Combining Strategies: 3D+ Parallelism
Real frontier-scale training never uses just one strategy. The standard recipe at scale:
- Tensor parallelism within a node (TP = 4 or 8, over NVLink)
- Pipeline parallelism across nodes in a rack (PP = 4–8, over high-bandwidth Ethernet or InfiniBand)
- Data parallelism across pipeline replicas (DP = remaining GPUs)
This is "3D parallelism." Add sequence parallelism for long contexts and expert parallelism for MoE models and you get "5D parallelism" — which is what frontier labs actually run.
The decision order:
- Set tensor parallelism degree based on your intra-node interconnect and per-GPU memory needs.

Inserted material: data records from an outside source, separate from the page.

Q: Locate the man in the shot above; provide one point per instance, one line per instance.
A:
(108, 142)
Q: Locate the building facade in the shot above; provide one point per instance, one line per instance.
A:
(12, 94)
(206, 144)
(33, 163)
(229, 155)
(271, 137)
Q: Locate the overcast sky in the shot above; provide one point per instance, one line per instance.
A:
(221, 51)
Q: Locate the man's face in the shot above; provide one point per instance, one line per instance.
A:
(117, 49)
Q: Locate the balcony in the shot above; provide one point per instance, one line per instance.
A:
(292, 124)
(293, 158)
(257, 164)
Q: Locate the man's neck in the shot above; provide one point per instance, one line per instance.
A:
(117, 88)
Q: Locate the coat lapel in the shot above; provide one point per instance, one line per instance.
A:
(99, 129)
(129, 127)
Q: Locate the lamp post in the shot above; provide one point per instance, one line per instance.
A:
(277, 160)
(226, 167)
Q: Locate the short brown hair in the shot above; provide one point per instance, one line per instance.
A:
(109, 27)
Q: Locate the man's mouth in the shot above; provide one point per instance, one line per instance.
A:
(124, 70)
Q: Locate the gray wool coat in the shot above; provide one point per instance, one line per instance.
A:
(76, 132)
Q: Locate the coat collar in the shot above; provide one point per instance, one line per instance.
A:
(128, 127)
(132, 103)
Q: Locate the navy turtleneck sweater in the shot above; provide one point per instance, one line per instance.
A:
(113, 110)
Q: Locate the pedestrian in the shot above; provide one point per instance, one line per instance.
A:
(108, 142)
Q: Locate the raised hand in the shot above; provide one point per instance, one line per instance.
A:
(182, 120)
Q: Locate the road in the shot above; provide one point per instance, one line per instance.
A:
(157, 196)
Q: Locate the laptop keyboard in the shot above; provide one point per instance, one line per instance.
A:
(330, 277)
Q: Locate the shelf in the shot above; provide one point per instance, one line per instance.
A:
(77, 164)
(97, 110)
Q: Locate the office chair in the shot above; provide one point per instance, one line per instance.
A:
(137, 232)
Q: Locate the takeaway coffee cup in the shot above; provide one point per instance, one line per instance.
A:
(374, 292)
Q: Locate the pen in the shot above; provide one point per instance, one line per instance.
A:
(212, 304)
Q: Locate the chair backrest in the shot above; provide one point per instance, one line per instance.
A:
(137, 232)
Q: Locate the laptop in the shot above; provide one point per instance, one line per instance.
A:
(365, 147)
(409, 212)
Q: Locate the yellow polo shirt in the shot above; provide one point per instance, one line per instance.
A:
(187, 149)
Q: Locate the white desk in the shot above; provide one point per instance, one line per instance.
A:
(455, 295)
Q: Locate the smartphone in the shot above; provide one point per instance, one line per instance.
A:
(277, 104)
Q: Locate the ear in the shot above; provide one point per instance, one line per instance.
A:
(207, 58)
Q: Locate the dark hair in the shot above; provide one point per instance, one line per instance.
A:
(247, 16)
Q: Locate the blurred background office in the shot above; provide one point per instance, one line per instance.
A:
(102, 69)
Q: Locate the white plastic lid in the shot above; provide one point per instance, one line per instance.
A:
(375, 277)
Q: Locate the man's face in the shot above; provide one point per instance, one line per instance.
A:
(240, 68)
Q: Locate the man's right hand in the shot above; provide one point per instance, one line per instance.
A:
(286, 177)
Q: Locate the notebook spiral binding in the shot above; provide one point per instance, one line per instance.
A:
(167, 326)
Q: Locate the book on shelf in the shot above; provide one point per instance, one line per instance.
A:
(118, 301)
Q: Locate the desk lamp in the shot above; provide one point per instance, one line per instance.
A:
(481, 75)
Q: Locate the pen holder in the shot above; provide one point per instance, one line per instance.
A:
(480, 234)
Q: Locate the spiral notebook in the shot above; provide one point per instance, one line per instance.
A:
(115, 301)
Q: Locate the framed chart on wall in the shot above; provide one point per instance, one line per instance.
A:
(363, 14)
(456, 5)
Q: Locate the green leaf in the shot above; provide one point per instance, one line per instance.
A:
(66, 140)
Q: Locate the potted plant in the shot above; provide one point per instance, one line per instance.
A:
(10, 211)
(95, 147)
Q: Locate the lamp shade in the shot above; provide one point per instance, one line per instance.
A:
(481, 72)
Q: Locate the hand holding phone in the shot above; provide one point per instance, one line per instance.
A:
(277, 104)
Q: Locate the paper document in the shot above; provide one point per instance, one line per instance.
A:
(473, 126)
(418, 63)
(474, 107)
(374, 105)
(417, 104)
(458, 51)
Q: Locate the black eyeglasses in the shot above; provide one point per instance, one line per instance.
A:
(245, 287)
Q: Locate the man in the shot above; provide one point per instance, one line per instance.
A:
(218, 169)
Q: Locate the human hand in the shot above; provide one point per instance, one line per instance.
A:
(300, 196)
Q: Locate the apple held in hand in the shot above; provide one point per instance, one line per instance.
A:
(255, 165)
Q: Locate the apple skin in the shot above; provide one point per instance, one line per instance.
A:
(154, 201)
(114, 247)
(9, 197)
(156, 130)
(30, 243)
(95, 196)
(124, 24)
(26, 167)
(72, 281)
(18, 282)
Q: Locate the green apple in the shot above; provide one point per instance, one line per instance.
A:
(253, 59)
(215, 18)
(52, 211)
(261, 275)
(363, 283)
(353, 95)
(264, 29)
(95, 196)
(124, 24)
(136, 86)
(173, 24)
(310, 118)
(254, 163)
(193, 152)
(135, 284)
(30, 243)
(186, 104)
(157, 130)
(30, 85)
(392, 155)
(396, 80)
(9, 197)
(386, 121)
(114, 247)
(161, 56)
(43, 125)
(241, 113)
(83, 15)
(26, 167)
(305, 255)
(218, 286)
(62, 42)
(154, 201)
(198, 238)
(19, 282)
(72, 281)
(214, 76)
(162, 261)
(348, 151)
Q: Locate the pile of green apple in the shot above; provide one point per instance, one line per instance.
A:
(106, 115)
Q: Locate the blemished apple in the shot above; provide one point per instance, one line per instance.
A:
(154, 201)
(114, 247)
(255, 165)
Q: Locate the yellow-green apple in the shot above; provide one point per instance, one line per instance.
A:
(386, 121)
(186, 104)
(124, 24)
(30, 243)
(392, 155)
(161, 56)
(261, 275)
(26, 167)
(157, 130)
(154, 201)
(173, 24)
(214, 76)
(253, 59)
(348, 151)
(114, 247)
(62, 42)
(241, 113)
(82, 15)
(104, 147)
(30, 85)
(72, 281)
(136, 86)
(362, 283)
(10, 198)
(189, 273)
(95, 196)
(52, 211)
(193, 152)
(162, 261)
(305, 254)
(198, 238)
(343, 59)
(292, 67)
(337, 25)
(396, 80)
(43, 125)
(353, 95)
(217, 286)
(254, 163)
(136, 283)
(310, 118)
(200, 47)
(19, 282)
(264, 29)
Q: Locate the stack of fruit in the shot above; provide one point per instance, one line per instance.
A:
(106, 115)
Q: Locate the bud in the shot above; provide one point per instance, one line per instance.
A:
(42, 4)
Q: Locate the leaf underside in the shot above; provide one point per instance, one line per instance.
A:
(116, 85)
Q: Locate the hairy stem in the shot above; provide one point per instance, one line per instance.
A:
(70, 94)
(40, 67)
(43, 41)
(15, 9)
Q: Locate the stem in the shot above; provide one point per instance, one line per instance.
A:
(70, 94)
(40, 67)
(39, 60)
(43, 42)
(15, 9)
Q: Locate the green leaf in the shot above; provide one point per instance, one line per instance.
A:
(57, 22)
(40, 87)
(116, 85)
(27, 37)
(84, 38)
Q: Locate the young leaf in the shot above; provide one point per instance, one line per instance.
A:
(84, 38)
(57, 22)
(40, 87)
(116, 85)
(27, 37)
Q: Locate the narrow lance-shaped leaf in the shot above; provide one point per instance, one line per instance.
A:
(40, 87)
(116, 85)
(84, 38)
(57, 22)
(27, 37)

- Set pipeline parallelism degree based on model depth and inter-node bandwidth.
- Use all remaining GPUs for data parallelism.
- Add sequence parallelism if activation memory is still a problem.
- Add expert parallelism if training a MoE model.
Practical Advice
- Profile before you commit. A 10-minute profiling run with PyTorch Profiler or Nsight Systems reveals whether you're compute-bound or communication-bound.
- Start simple. DDP or FSDP handles most fine-tuning and moderate-scale pre-training. Don't add tensor or pipeline parallelism until you actually need it.
- Match parallelism to hardware topology. The fastest link should carry the most communication. Ignoring network topology is the #1 cause of poor scaling.
- Watch for load imbalance. Uneven pipeline stages, uneven expert routing, or uneven sequence lengths all create idle GPUs that tank your effective throughput.